Microsoft raised prices on every current Surface PC by as much as $500, blaming a DRAM and NAND shortage fueled by AI data center buildouts that has pushed memory costs to record levels expected to persist into 2027.

April 15, 2026 · 5 min read · Source: Engadget

Microsoft · Surface · DRAM · Memory Crisis · PC Market · AI Data Centers

Microsoft Surface laptop on a desk next to rising price chart and DRAM memory modules, illustrating PC price increase driven by memory shortage

Microsoft Raises Prices Across the Entire Surface Lineup

Microsoft confirmed on April 14, 2026 that it is raising prices across every current Surface PC in its lineup, with flagship configurations costing as much as $500 more than their original launch prices. The Surface Pro 12-inch, previously the cheapest modern Surface at $799, now starts at $1,049. The flagship Surface Pro 13-inch, which launched last year at $999, now starts at a steep $1,499.

The Surface Laptop line saw similar jumps. The entry-level 13-inch Surface Laptop climbed from $899 to $1,149, the 13.8-inch flagship moved from $999 to $1,499, and the 15-inch model now starts at $1,599. Microsoft attributed the increases directly to a global memory shortage, noting in its consumer guidance that "recent industry-wide component cost increases" required the adjustment.

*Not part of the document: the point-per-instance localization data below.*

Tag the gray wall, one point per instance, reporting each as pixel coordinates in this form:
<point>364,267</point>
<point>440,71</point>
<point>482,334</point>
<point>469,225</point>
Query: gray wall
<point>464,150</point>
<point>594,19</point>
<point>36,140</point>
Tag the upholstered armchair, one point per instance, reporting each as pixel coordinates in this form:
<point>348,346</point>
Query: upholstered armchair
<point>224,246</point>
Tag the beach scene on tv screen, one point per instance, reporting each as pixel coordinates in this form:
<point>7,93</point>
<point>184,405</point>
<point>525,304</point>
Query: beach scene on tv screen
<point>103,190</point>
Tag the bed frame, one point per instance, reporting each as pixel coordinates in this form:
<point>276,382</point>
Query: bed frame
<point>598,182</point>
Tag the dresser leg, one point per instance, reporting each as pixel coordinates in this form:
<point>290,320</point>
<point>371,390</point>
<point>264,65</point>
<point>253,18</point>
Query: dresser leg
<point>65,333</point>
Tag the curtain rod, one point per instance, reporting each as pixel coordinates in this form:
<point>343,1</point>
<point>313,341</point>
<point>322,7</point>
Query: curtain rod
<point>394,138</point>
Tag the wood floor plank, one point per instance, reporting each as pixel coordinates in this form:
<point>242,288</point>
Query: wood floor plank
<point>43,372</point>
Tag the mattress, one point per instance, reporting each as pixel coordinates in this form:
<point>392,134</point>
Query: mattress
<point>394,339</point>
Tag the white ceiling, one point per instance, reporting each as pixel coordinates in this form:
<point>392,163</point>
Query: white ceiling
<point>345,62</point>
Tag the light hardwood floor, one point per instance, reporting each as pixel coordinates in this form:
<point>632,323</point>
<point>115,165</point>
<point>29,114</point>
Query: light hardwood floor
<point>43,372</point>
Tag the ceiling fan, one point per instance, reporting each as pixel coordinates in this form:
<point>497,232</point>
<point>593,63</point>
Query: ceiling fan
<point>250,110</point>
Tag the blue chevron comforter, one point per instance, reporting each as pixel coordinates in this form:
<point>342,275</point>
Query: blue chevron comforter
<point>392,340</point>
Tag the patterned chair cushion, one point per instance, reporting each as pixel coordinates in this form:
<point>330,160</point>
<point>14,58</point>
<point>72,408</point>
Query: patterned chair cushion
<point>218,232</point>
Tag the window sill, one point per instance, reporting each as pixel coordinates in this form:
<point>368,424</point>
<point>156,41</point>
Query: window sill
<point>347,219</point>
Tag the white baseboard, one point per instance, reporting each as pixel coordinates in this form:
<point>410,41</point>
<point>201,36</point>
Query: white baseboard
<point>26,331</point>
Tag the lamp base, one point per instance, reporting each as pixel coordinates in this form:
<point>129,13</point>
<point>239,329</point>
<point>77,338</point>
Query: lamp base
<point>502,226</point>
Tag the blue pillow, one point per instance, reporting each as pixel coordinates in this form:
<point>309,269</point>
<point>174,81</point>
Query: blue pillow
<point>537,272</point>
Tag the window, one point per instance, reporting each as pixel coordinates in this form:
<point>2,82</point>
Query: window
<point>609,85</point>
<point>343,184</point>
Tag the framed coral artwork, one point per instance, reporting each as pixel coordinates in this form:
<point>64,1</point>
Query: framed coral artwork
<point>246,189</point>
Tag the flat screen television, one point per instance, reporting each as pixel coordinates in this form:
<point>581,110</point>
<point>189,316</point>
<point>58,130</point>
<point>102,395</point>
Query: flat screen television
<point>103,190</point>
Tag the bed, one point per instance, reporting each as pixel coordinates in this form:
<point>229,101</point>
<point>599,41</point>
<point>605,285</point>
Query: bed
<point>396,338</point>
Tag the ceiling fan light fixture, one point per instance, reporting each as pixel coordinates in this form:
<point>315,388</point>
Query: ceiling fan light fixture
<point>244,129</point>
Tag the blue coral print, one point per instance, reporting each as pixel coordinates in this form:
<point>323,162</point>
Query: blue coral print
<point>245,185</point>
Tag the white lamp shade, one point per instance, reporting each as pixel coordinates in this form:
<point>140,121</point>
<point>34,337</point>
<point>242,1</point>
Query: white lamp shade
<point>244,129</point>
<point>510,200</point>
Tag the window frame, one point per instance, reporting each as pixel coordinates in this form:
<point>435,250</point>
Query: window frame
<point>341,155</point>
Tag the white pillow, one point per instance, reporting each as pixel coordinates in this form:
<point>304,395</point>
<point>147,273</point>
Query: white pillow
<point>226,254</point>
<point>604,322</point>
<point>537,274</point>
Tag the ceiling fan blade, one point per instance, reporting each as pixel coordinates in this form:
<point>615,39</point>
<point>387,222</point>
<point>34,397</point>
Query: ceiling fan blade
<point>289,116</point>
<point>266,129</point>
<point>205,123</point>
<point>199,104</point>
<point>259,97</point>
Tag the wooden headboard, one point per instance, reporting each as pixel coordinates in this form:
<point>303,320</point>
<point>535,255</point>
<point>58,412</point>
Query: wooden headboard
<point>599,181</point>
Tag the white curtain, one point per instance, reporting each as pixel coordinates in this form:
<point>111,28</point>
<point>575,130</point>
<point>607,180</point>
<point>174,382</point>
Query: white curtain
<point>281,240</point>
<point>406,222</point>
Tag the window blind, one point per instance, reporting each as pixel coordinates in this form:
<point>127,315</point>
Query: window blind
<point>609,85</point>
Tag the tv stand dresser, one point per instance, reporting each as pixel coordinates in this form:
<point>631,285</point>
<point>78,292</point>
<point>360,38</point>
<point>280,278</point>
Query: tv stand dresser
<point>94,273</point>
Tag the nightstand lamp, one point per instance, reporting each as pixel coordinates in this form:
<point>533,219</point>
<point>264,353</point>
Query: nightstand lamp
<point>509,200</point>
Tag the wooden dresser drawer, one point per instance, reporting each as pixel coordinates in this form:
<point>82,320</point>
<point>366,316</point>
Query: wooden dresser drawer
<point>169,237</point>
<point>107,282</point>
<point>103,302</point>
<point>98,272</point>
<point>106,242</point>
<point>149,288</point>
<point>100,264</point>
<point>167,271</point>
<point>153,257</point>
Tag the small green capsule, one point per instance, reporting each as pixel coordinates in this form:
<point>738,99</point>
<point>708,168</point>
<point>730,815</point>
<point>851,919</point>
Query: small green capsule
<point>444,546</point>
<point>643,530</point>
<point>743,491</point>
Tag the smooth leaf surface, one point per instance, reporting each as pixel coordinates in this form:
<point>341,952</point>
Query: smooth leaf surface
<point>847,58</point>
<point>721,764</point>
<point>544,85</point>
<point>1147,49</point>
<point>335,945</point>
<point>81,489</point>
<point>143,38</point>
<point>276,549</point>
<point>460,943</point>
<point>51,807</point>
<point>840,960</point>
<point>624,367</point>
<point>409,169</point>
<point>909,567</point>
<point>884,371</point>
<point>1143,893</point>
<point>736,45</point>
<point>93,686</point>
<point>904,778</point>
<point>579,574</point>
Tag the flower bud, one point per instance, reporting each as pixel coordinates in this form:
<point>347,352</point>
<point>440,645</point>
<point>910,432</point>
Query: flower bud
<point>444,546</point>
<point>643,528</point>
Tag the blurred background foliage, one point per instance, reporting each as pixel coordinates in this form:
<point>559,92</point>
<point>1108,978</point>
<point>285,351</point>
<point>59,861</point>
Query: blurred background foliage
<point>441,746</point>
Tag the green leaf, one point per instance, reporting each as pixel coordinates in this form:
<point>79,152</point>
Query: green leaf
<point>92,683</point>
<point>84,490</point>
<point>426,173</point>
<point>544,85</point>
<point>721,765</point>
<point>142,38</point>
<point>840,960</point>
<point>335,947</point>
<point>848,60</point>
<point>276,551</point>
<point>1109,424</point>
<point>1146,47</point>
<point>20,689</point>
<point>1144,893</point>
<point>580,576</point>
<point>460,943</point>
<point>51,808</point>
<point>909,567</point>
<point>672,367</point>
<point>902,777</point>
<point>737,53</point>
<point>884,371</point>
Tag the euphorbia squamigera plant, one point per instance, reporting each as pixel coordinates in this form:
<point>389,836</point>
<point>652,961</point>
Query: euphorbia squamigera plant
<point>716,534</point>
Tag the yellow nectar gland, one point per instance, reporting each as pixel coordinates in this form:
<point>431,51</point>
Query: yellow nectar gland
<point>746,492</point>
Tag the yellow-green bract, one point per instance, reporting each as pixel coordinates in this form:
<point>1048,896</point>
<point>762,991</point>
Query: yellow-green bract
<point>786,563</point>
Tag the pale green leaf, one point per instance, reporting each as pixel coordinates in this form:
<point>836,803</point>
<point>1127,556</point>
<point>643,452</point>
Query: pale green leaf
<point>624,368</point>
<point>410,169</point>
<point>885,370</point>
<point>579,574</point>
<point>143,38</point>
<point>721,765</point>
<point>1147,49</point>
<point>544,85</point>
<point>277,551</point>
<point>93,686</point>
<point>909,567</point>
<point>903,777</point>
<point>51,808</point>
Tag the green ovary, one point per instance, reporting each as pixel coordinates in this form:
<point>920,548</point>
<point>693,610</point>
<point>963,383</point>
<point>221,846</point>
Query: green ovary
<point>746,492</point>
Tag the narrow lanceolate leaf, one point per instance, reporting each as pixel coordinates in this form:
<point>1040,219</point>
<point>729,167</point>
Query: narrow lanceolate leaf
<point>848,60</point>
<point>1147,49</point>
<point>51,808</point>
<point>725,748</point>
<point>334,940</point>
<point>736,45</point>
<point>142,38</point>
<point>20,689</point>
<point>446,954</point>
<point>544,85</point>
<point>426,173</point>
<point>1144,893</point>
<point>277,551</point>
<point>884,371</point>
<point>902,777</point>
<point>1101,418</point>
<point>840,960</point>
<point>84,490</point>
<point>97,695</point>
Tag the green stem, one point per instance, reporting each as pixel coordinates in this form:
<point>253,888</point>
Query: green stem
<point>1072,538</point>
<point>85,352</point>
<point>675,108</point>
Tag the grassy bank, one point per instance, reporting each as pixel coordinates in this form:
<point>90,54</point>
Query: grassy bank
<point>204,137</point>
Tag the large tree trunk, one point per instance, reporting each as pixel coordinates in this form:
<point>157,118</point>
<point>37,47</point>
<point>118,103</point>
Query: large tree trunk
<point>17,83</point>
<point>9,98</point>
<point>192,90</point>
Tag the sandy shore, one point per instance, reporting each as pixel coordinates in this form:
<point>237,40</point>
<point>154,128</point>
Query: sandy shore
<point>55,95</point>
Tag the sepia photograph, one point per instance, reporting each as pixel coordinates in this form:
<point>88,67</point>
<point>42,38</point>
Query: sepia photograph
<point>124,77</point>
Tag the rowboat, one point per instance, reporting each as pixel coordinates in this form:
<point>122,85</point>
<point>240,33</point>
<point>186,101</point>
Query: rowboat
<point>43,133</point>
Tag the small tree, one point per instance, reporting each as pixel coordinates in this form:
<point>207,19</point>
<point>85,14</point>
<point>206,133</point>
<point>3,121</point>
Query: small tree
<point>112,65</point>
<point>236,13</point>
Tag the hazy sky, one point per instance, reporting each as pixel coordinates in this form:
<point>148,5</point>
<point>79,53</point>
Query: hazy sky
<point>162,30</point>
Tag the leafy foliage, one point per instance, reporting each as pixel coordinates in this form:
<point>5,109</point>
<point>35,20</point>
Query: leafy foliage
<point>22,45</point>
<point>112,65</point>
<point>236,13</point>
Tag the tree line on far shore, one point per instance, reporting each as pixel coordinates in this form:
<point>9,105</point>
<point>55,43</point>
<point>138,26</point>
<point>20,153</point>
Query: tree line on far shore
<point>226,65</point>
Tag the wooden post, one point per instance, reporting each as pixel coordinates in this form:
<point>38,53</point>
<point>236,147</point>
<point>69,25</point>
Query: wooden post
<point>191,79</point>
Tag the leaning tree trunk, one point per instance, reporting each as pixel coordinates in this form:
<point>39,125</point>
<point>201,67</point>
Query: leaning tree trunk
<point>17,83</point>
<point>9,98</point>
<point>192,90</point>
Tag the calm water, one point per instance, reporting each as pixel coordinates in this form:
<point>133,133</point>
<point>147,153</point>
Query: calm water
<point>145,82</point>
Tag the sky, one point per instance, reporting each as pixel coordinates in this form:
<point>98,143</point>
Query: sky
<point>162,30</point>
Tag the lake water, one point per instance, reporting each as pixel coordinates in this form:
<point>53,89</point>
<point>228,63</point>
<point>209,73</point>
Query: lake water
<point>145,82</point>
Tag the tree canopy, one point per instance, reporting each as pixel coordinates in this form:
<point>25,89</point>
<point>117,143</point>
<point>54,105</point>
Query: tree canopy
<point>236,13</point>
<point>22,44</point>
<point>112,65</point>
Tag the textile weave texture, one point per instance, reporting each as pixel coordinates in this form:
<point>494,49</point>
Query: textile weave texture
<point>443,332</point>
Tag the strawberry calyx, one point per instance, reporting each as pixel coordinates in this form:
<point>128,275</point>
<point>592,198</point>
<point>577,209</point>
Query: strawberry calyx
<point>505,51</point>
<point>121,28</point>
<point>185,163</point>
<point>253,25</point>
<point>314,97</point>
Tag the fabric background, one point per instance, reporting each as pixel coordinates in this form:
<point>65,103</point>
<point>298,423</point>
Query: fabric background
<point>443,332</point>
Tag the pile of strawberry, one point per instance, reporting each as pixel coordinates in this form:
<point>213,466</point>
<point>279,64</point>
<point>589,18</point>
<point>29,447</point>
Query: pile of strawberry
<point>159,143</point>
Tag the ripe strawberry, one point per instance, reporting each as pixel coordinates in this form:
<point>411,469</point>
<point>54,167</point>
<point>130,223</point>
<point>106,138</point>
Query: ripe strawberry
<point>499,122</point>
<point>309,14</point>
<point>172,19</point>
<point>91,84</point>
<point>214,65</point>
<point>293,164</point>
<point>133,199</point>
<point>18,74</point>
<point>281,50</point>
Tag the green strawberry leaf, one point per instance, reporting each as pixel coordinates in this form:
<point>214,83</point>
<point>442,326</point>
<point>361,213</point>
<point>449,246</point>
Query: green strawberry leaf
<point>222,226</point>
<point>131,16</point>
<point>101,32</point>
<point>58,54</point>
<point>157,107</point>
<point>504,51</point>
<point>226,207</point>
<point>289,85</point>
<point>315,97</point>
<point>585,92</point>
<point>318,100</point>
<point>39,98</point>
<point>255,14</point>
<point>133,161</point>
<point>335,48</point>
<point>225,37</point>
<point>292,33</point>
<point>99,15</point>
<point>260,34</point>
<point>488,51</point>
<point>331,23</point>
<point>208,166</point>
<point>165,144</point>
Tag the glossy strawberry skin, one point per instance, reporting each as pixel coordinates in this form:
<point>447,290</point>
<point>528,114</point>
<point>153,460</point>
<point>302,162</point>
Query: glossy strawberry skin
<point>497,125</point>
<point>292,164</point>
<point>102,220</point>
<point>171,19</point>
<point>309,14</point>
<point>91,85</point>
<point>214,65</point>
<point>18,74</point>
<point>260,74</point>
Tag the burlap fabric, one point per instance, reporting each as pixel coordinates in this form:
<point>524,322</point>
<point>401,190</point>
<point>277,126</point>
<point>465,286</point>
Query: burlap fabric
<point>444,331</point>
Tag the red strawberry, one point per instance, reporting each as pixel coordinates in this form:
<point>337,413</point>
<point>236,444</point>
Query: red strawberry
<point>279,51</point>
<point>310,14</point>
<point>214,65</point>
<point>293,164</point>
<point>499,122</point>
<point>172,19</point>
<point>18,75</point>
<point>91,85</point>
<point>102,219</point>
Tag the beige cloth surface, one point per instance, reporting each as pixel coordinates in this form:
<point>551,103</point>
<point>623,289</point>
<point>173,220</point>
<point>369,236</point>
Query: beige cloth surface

The changes apply immediately to new orders through Microsoft.com and authorized retailers.

AI Data Centers Are Draining Global DRAM Supply

The price hikes stem from what analysts have dubbed the "RAMageddon" — a severe global DRAM and NAND flash shortage expected to persist well into 2027. The crunch is being driven overwhelmingly by AI data center buildouts, where hyperscalers including Microsoft, Google, Amazon, Meta, and Oracle are locking in multi-year memory supply contracts to feed GPUs running large language models and agentic workloads.

According to TrendForce, DRAM contract prices surged 90–95% in the first quarter of 2026 alone, a pace unprecedented in the memory industry's history. HP disclosed in investor meetings that RAM now represents roughly 35% of a PC's total build cost, up from 15–18% just a few months earlier. The shift has fundamentally altered unit economics for every consumer PC maker — Microsoft is simply the first major brand to pass the full impact to customers.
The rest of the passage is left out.